La honte de la trahison et de l'abandon d'un peuple qui avait une carte d'identité espagnole, qui vivait dans la 53ème province espagnole, continue. Il est temps que le chef de l'État répare les dommages que l'Espagne a causés à un peuple qui parle notre langue, qui aime notre pays et que nous aimons aussi. La tragédie du Sahara occidental, dernière colonie d'Afrique, est notre affaire, ce sont nos réfugiés et nous avons une grande responsabilité envers eux. Le conflit sahraoui trouvera une solution si l'État espagnol et l'Europe ne ferment pas les yeux sur l'occupation, l'intransigeance et l'impunité marocaines. Le respect des droits humains doit être exigé ; le respect des arrêts de la Cour de justice de l'Union européenne et du droit international doit primer sur les intérêts économiques.

Votre voyage au Maroc avec un grand nombre d'hommes d'affaires espagnols, est une grande occasion de défendre devant le roi Mohamed VI les droits humains des militants sahraouis emprisonnés dans les prisons marocaines, comme les condamnés de Gdeim Izik, purgeant des peines allant jusqu'à la prison à vie. Vous qui avez évoqué à maintes reprises la défense des droits humains, vous avez maintenant l'occasion de parler du Sahara occidental, où ils sont systématiquement violés avec le silence complice de l'Espagne.

Nous exigeons que les droits du peuple sahraoui ne soient pas utilisés comme une "monnaie d'échange " pour s'entendre avec le Maroc. Les intérêts des entreprises espagnoles ne peuvent servir d'excuse face à cette réalité grave et injuste. La sentence ferme de la Cour de justice de l'Union européenne du 21 décembre 2016 et les deux sentences suivantes de 2018 doivent être respectées, qui établissent que, "compte tenu du statut séparé et distinct reconnu au territoire du Sahara occidental en vertu de la Charte des Nations Unies et du principe de l'autodétermination des peuples", les accords d'association et de libéralisation entre le Maroc et tout autre pays ne peuvent être appliqués au territoire du Sahara Occidental, par rapport à l'exploitation de ses ressources naturelles, sans le consentement de son peuple, convertie ainsi en simple pillage, illégal et extrêmement cruel, vu la situation humanitaire du peuple sahraoui.
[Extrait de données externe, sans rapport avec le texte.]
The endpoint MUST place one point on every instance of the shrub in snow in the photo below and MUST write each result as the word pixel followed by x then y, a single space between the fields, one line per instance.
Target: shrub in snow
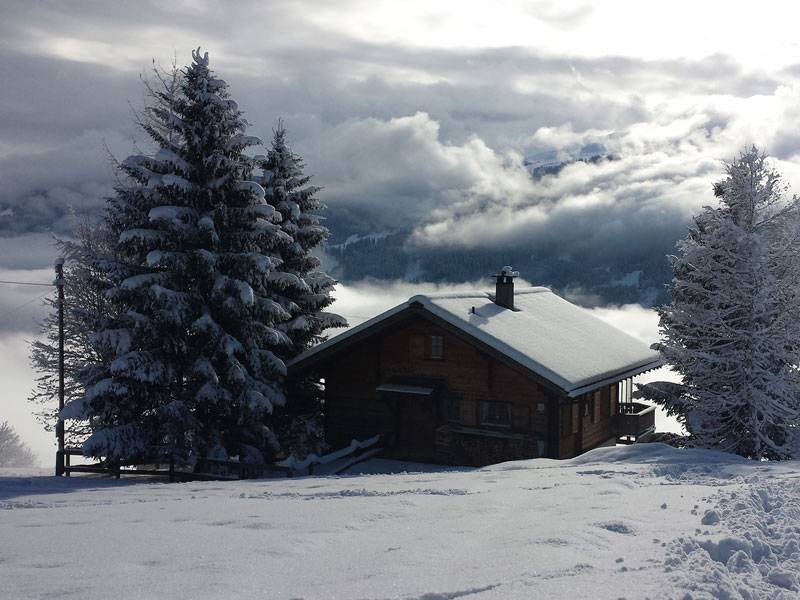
pixel 732 328
pixel 192 367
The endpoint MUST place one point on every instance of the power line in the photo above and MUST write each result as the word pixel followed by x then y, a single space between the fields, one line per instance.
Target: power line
pixel 27 283
pixel 23 305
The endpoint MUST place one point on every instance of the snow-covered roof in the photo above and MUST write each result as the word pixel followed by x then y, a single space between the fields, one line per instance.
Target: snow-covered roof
pixel 550 336
pixel 397 388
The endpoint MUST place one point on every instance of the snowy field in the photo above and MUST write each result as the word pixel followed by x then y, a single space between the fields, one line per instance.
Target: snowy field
pixel 644 521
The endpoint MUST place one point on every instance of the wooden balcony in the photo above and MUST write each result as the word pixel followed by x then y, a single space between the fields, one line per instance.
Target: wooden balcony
pixel 634 420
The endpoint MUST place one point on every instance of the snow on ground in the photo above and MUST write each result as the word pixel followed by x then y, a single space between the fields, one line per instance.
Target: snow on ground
pixel 636 522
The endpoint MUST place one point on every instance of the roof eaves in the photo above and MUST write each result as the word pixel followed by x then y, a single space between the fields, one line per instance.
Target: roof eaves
pixel 615 377
pixel 346 335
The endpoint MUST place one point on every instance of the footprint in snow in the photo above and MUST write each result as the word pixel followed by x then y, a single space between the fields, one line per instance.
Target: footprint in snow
pixel 617 527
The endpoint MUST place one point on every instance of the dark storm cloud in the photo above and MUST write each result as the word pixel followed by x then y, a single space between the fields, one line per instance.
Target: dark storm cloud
pixel 434 138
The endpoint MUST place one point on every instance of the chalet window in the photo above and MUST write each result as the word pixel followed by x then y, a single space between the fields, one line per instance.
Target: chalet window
pixel 497 414
pixel 588 408
pixel 566 420
pixel 452 408
pixel 540 448
pixel 435 347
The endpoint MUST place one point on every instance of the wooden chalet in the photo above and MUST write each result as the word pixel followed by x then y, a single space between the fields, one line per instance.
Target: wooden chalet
pixel 479 378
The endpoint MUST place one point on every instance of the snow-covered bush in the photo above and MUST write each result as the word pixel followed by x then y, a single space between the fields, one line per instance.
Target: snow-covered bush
pixel 732 328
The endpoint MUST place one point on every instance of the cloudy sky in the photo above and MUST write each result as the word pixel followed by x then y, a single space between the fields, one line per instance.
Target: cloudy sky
pixel 425 111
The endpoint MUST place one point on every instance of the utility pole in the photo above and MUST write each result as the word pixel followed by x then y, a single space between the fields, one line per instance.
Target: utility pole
pixel 60 424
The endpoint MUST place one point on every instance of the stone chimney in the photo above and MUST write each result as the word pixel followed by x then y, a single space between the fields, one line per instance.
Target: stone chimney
pixel 504 291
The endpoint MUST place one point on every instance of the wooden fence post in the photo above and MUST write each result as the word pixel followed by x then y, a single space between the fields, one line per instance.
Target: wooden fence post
pixel 60 424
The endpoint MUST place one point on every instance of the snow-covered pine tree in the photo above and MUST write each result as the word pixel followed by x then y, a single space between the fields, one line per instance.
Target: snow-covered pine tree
pixel 304 290
pixel 732 328
pixel 85 284
pixel 194 370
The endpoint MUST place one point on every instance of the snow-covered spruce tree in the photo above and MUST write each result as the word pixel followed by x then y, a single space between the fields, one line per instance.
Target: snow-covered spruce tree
pixel 194 370
pixel 304 291
pixel 86 304
pixel 732 328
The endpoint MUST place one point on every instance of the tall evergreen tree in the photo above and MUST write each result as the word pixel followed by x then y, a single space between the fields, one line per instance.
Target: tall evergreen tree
pixel 732 329
pixel 194 370
pixel 304 290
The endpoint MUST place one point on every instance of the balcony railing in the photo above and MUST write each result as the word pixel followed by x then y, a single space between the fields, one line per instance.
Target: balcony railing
pixel 635 419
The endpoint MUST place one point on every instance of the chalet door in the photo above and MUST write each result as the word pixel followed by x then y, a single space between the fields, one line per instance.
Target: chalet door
pixel 416 427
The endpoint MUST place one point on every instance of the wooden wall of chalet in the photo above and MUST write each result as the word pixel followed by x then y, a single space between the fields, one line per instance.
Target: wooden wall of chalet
pixel 588 421
pixel 355 410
Le droit international soutient le peuple sahraoui qui, en 1991, a renoncé à son droit légitime à la lutte armée et a fait confiance aux promesses des Nations Unies d'organiser un référendum et de décider librement de son avenir, un référendum convenu qui n'a pas encore été organisé du fait de l'opposition et de l'intransigeance du Maroc. Entretemps, la Mission des Nations Unies sur le territoire, créée pour l'organisation du référendum, n'a toujours pas de compétence pour veiller au respect des droits humains.

Lors de votre précédent voyage au Maroc, vous n'avez pas évoqué les droits humains du peuple sahraoui, qui souffre de la répression du régime marocain et qui est divisé par un mur de plus de 2 700 kilomètres, parsemé de mines.

Aurez-vous le courage de le faire en cette nouvelle occasion et de réparer la promesse non tenue de Don Juan Carlos il y a 43 ans ? Nous le devons à la justice, mais surtout à notre propre dignité et au peuple sahraoui.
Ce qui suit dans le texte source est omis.